Not a user of MathMl or general equations as a whole - no expert here just a few thoughts.

 

If you’re bringing equations from Word or Google Docs into InDesign, there isn’t a perfect native way to do it  but there are practical workflows, and a few traps to avoid.

 

What works

Convert to MathML (via MathType) + import with a plugin

Convert Word/Docs equations to MathML using MathType.

Bring them into InDesign using MathTools or InMath.


This keeps equations editable and properly aligned.

or

Export as vector graphics
If you don’t need to edit in InDesign, you can export each equation as:

SVG

PDF

EPS
…then place them normally.

MathType is the easiest way to convert Word equations into real vector artwork.

 

What to watch out for

SVG issues
InDesign supports SVG, but not all SVG math exports are clean. Some use embedded fonts or awkward groups that shift baselines or degrade transparency. Test before committing to SVG as your main workflow.

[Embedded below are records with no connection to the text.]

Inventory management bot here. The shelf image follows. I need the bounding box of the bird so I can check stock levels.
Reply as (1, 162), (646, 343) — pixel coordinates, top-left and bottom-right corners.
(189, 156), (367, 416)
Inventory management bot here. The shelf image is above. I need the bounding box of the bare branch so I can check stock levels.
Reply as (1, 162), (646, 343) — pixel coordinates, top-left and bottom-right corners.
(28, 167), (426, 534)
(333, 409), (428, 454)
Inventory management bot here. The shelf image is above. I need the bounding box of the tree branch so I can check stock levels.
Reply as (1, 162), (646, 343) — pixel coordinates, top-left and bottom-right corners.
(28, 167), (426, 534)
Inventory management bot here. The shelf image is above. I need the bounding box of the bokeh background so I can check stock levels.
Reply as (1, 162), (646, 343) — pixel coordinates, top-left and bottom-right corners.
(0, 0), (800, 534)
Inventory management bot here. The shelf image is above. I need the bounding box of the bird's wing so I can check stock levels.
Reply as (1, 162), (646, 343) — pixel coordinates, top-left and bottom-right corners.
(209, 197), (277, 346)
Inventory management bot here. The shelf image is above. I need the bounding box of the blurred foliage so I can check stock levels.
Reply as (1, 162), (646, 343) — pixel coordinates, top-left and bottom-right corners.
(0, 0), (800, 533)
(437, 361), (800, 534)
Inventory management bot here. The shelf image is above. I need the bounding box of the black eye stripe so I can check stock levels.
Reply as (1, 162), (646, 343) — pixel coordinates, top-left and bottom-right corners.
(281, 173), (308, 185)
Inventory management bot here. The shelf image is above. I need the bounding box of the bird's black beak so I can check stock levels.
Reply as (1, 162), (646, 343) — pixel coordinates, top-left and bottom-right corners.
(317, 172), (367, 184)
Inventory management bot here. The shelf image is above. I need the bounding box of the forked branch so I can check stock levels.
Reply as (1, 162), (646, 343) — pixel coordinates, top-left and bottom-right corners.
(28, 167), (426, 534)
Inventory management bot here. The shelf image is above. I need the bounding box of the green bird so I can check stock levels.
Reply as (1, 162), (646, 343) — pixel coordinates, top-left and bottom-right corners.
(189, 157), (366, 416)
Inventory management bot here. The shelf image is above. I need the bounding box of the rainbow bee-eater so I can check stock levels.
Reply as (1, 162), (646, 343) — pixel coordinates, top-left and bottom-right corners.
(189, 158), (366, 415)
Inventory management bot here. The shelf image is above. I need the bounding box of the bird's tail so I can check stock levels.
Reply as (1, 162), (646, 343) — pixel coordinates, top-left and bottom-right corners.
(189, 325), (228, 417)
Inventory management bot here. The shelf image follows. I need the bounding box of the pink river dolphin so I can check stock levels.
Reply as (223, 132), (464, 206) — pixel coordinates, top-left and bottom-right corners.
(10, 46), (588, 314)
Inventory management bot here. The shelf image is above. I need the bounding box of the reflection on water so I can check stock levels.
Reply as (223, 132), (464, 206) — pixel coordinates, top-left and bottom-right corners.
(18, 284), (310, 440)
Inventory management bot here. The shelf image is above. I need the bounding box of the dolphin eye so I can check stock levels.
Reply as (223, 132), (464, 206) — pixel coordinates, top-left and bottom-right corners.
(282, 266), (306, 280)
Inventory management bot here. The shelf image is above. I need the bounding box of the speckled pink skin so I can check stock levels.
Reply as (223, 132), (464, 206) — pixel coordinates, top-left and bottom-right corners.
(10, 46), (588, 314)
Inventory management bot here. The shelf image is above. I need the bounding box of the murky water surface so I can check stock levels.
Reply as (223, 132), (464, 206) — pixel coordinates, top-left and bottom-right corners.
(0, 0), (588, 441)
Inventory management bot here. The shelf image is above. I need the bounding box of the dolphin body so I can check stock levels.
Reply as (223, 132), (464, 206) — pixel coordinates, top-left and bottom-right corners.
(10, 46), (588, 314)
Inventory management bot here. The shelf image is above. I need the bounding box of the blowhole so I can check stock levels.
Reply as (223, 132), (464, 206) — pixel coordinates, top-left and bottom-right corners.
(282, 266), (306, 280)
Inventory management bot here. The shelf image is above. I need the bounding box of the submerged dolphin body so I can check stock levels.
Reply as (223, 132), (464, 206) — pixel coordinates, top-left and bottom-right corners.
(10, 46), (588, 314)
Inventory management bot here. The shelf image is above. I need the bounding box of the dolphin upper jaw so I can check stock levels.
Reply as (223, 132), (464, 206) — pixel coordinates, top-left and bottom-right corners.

Plus SVG is rgb only, so you'd have edit them and save out as illustrator files. 

 

Low-res PNGs
Copy-and-paste or exporting directly from Google Docs will often give you PNG equations. These look fuzzy in print and don’t scale. Avoid unless the equation is tiny.

 

PDF limitations
PDF is vector, but:

Colours are often forced to RGB, which can cause problems in print workflows.

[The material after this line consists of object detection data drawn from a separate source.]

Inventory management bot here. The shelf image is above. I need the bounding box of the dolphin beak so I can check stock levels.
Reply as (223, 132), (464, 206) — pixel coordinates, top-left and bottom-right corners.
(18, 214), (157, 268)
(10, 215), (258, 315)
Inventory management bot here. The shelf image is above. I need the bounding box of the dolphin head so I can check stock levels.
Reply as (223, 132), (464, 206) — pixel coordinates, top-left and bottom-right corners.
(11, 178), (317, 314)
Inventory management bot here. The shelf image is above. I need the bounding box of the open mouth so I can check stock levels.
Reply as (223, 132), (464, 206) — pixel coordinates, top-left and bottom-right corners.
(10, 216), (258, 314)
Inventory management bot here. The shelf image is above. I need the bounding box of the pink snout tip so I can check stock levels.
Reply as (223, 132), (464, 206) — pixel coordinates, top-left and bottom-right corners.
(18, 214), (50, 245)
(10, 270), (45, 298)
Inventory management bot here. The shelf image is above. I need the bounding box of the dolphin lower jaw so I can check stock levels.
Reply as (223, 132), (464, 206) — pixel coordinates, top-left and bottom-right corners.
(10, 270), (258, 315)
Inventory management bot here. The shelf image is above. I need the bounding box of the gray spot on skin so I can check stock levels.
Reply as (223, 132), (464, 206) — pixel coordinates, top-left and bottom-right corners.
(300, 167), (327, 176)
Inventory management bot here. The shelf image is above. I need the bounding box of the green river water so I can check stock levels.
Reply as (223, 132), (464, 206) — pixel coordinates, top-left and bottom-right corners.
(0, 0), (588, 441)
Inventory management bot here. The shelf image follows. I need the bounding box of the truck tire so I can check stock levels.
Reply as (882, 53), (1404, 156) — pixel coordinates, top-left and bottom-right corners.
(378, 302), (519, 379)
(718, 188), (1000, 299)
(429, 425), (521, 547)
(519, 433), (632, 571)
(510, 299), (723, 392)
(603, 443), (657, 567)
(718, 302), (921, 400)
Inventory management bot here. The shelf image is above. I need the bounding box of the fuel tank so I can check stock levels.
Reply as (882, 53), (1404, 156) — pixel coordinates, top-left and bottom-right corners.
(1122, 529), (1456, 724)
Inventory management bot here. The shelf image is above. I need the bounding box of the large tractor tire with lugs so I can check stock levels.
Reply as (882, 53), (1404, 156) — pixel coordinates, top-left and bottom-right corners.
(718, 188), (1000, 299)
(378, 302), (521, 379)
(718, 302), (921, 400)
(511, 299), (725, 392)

Some PDF equation exports flatten transparency or embed weird font subsets.

InDesign can’t edit them, only place them.

 

EPS is old
EPS works and is vector, but it doesn’t support modern transparency and is generally being phased out.

 

What doesn’t work well

Importing .docx directly nDesign rasterizes or drops equations

Copy/paste from Word or Docs almost always PNG

Docs PDF export equations often embed as low-res bitmaps

 

Best free-ish practical workflow

Word → MathType trial → Export equations as SVG or PDF → Place in InDesign.

 

Best professional workflow

MathTools plugin + MathML.


This is what publishers use for journals, textbooks, and STEM layout.